Editors Note: “Price is Right” is a running column from local film enthusiast Mr. Price. He reviews selected Strasburg Film Festival films. If he posts a negative review, then the Shenandoah Film Collaborative will respond within his reviews as to why we selected the certain film. By going about it this way, we can help ensure the reader that these are honest film reviews.

“BLWARH” is a bizarre animated short about a group of colorful blobs of clay living in a forest, one of whom leaves to chase a boat that sails across the rainbow. That is about the extent of any kind of plot in the film which, to some degree of success, leans more on a charming aesthetic than writing or character.

That is not to say the film completely lacks story or characters, but rather these things are more of a backdrop to the art and animation. The story of our protagonist’s quest is relatively low-stakes throughout, focused on showcasing the incredibly detailed design of the world.
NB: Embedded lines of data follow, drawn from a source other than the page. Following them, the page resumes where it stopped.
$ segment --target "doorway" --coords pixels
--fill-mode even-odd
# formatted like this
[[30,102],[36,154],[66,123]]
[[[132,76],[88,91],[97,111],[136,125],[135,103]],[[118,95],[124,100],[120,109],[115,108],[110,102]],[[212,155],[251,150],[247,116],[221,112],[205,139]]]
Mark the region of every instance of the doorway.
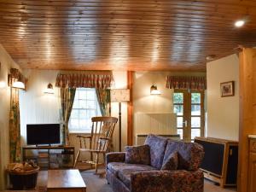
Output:
[[205,94],[203,90],[174,90],[173,112],[177,113],[177,134],[184,142],[205,135]]

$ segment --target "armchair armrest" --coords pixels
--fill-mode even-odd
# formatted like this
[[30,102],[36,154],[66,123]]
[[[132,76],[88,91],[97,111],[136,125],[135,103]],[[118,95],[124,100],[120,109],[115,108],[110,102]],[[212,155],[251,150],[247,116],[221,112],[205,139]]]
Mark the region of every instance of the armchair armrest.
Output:
[[125,152],[113,152],[106,154],[106,165],[110,162],[125,162]]
[[77,137],[79,137],[79,138],[91,138],[91,136],[81,136],[81,135],[78,135]]
[[201,171],[147,171],[131,175],[131,192],[203,192]]

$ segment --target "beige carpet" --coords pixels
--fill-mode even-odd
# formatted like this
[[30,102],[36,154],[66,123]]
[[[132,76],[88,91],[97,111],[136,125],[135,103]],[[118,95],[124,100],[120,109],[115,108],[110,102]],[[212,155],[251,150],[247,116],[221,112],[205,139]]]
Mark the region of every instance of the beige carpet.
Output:
[[[110,186],[107,183],[106,178],[100,178],[94,174],[93,171],[82,172],[81,175],[86,184],[86,192],[113,192]],[[38,189],[44,191],[47,183],[47,171],[42,171],[38,177]],[[205,180],[204,192],[231,192],[236,191],[236,189],[223,189],[215,185],[213,183]]]

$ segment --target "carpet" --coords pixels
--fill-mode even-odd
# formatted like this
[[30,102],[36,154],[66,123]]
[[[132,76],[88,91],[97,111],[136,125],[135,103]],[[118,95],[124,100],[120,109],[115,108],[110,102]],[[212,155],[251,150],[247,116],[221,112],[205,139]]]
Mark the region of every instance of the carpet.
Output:
[[81,172],[81,176],[86,184],[86,192],[113,192],[105,177],[95,175],[95,171],[85,171]]

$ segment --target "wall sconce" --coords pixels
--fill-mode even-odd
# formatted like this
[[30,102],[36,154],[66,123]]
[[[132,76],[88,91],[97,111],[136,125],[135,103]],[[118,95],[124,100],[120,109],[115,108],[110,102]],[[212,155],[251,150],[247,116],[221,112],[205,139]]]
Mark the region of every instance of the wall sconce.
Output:
[[44,93],[48,93],[48,94],[54,94],[55,90],[53,89],[53,85],[51,83],[49,83],[47,85],[46,90],[44,90]]
[[17,81],[13,83],[12,87],[25,90],[25,84],[22,82],[21,79],[19,78]]
[[0,81],[0,89],[3,89],[6,86],[6,83],[4,81]]
[[156,85],[152,85],[150,87],[150,95],[160,95],[161,92],[157,90],[157,86]]
[[26,79],[16,68],[11,68],[8,75],[8,84],[13,88],[25,90]]

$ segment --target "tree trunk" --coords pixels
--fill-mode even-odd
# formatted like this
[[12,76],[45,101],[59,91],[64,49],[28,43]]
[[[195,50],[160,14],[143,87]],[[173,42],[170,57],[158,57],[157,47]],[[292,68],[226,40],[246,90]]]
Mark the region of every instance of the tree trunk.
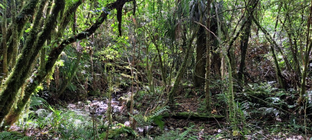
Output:
[[200,88],[202,88],[203,86],[205,85],[204,77],[206,73],[205,65],[206,63],[204,54],[206,50],[207,37],[205,36],[206,36],[207,33],[205,33],[203,27],[201,26],[198,32],[196,41],[196,63],[194,70],[194,85],[195,87]]
[[55,25],[59,12],[64,7],[65,2],[63,0],[56,1],[52,14],[53,16],[50,16],[48,19],[48,21],[45,24],[43,31],[38,36],[38,41],[36,41],[36,43],[34,44],[33,42],[35,41],[33,38],[34,38],[35,36],[37,37],[37,35],[35,33],[37,32],[37,30],[38,30],[39,27],[37,27],[38,26],[36,25],[39,25],[46,2],[45,0],[41,1],[39,6],[39,10],[38,11],[34,21],[34,26],[31,30],[29,37],[27,37],[25,45],[22,50],[22,55],[19,58],[13,71],[6,81],[5,84],[6,86],[3,87],[0,93],[1,95],[0,96],[0,123],[2,122],[5,116],[8,113],[14,103],[14,100],[18,90],[25,83],[27,78],[27,76],[28,75],[34,58],[38,54]]
[[301,104],[301,102],[303,100],[303,96],[305,93],[305,78],[307,76],[307,70],[308,68],[308,64],[309,63],[309,59],[310,58],[310,53],[311,53],[311,49],[312,48],[312,42],[310,43],[309,45],[309,41],[310,40],[310,26],[311,22],[311,15],[312,14],[312,1],[311,1],[311,5],[310,7],[310,13],[308,19],[307,25],[308,30],[307,32],[307,40],[305,44],[305,61],[304,62],[303,70],[302,71],[302,77],[301,83],[301,89],[300,91],[300,97],[299,100],[299,104]]
[[[210,29],[210,0],[207,1],[207,20],[206,21],[206,26],[207,30]],[[206,30],[206,74],[205,75],[205,92],[206,100],[206,110],[208,112],[211,110],[210,107],[210,33]]]
[[2,23],[1,28],[2,30],[2,46],[3,47],[2,53],[3,57],[2,61],[2,72],[3,73],[3,79],[4,79],[7,77],[9,71],[7,70],[7,2],[6,0],[3,0],[3,6],[4,8],[2,9]]
[[15,0],[11,1],[11,16],[12,20],[12,41],[13,42],[13,59],[11,64],[12,67],[14,67],[16,63],[16,57],[17,55],[17,40],[19,40],[19,36],[17,34],[17,27],[16,22],[16,9],[15,8]]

The minimalist writing is a choice that may not always be successful, but a risk the creators should still be applauded for making. This is better served by the fact that the world’s design works so well. The claymation and art design make the film a fun journey to witness.

“BLWARH” manages the difficult task of focusing on style without completely neglecting substance, the result being a fun and unique experience if not a profound and thought-provoking one. The creator’s vision is clearly on display here, and every inch of the film speaks to the dedication of the artists and animators responsible for this charming, strange world and its colorful inhabitants.


Shenandoah Film Collaborative’s Response: This is the first review that we felt that it needed an explanation. The reason why this film was selected for the Strasburg Film Festival was, as Mr. Price eloquently puts it, ““BLWARH” manages the difficult task of focusing on style”, and this film is enjoyable to watch. As for the plot, well that is debatable. We felt like this film was so enjoyable from an aesthetics standpoint, that it was worth a screening in our filmfest.